Jumat, 31 Agustus 2012

Krisis Pangan dan Janji Pembaruan Agraria Presiden



Oleh: Sidik Suhada*
Semua terdengar manis, namun pahit pelaksanaannya.

Sebagai negara agraris, Indonesia tidak hanya dikarunia alam yang subur, tetapi juga tenaga kerja pertanian yang melimpah. Namun, soal pangan, Indonesia masih tetap bergantung pada negara-negara lain. Itu karena Presiden Susilo Bambang Yudhoyono (SBY) mengingkari janjinya melaksanakan pembaruan agraria. 

Sejak awal berkuasa, berkali-kali Presiden SBY menebar janji akan segera melaksanakan pembaruan agraria. Namun, berkali-kali juga janji itu tak pernah ditepati. 

Terakhir presiden berjanji akan segera menerbitkan Rancangan Peraturan Pemerintah (RPP) Reforma Agraria, namun hingga kini janji itu juga belum ditepati. Ini menunjukkan sebenarnya presiden tidak punya komitmen politik yang kuat untuk melaksanakan pembaruan agraria. 

Akibatnya, tidak adanya komitmen politik yang kuat dari presiden, Indonesia tidak hanya rentan terjadi konflik agraria. Namun, Indonesia juga rentan terhadap urusan pangan. Padahal, pangan adalah soal hidup atau mati bangsa. 
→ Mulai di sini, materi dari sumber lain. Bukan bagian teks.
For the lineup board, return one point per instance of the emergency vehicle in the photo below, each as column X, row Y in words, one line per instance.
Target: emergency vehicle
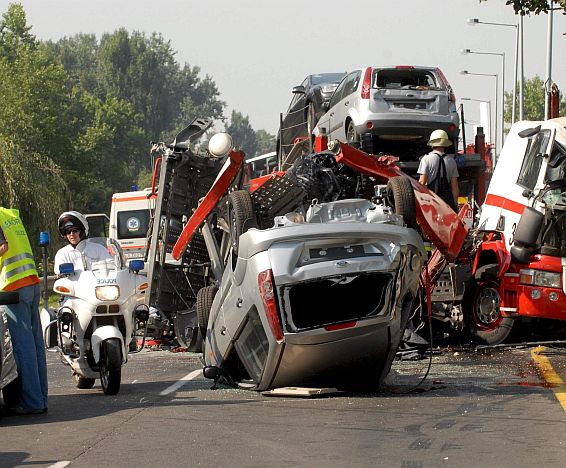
column 130, row 217
column 520, row 263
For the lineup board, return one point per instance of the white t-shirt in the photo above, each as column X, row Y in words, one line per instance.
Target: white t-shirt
column 430, row 165
column 69, row 254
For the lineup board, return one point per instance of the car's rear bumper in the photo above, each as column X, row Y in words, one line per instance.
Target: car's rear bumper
column 409, row 125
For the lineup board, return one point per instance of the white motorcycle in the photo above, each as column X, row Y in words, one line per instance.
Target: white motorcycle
column 101, row 313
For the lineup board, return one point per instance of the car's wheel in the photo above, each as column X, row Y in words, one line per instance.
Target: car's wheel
column 241, row 217
column 482, row 308
column 111, row 366
column 401, row 197
column 83, row 382
column 205, row 297
column 187, row 330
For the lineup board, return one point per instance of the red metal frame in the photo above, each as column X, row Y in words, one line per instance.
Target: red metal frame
column 438, row 221
column 211, row 199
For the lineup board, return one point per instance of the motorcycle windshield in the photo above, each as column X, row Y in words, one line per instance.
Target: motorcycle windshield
column 96, row 249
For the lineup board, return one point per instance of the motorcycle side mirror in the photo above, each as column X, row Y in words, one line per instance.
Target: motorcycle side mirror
column 136, row 265
column 66, row 268
column 43, row 239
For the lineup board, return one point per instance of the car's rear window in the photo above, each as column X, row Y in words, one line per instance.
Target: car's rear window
column 405, row 78
column 326, row 78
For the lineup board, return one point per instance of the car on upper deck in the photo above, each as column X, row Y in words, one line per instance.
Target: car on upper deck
column 305, row 108
column 388, row 108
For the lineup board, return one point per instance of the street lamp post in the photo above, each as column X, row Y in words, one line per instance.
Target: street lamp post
column 518, row 32
column 488, row 102
column 466, row 72
column 502, row 55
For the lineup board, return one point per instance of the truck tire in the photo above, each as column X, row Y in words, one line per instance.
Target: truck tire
column 241, row 217
column 401, row 197
column 205, row 297
column 482, row 313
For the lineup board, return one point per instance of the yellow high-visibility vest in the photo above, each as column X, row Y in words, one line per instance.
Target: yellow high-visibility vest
column 17, row 262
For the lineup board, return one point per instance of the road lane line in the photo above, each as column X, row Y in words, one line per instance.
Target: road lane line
column 549, row 375
column 177, row 385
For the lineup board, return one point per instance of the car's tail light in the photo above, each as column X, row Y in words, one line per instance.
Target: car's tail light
column 451, row 96
column 267, row 293
column 366, row 83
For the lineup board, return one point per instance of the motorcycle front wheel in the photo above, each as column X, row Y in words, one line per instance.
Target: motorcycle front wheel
column 111, row 366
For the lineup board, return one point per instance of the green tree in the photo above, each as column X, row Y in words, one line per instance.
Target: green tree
column 533, row 100
column 243, row 134
column 534, row 6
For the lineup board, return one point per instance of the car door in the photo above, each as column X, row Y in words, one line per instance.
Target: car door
column 324, row 121
column 343, row 106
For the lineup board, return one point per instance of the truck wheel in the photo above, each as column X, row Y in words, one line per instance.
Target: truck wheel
column 111, row 366
column 205, row 297
column 241, row 217
column 401, row 197
column 483, row 314
column 83, row 382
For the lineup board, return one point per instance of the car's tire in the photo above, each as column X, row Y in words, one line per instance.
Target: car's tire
column 111, row 366
column 352, row 137
column 83, row 382
column 205, row 298
column 482, row 313
column 241, row 217
column 401, row 197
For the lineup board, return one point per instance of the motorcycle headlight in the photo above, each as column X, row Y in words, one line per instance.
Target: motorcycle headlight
column 545, row 279
column 107, row 293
Karena itulah, sejak awal, ketika Bung Karno meletakkan batu pertama pembangunan gedung Fakultas Pertanian Universitas Indonesia yang kini menjadi Institut Pertanian Bogor, pada 27 April 1952, sudah mengingatkan arti pentingnya pangan bagi bangsa Indonesia. 
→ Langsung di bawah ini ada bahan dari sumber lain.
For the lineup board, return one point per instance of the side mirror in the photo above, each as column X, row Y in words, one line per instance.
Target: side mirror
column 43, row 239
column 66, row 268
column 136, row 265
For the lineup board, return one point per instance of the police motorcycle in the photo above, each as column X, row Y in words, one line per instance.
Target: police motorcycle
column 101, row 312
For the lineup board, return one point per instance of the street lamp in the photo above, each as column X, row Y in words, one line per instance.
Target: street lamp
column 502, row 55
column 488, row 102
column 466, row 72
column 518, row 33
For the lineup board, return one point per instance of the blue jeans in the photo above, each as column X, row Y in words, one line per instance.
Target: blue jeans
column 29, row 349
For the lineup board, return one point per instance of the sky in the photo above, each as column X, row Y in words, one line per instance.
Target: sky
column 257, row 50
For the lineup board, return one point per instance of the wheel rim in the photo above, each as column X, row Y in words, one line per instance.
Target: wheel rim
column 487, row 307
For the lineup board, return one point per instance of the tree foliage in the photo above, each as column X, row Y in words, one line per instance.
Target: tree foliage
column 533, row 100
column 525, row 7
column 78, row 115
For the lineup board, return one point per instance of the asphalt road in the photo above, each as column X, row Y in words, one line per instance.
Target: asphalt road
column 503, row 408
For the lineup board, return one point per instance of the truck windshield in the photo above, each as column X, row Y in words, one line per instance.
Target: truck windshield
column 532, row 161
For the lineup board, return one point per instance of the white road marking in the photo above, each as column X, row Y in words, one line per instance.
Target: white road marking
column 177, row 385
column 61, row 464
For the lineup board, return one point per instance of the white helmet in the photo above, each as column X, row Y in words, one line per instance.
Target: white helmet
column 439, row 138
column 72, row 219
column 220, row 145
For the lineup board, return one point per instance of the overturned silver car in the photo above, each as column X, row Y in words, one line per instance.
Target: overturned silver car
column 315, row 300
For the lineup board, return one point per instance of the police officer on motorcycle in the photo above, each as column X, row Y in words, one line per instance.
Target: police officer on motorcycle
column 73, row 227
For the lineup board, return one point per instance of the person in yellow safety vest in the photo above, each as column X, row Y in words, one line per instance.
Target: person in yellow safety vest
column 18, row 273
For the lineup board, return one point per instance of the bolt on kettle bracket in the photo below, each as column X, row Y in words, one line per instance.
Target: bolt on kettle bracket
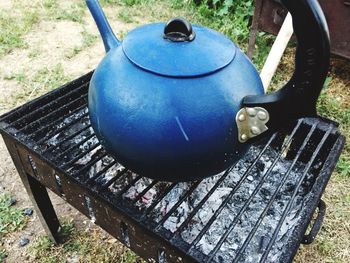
column 299, row 96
Namun, 60 tahun kemudian sejak Bung Karno menyampaikan pidato itu, persoalan pangan di negara ini tidak kunjung usai. Itu karena para generasi penerus yang memimpin bangsa ini abai terhadap pertanian. 

Hal itu tergambar jelas dari berbagai kebijakan pemerintah yang tidak menempatkan masalah pangan sebagai hidup atau matinya bangsa. Akibatnya, pemerintah lebih suka mengimpor bahan pangan dari negara-negara lain ketimbang memberdayakan petani untuk mengolah dan memproduksi pangan. 

Impor Kedelai
Ketidakseriusan pemerintah dalam mengolah pangan ini tampak jelas ketika Indonesia dilanda krisis kedelai. Kedelai sebagai bahan baku tempe yang merupakan makanan khas rakyat Indonesia ternyata tidak dapat dipenuhi pemerintah sehingga harus impor kedelai dari negara lain. 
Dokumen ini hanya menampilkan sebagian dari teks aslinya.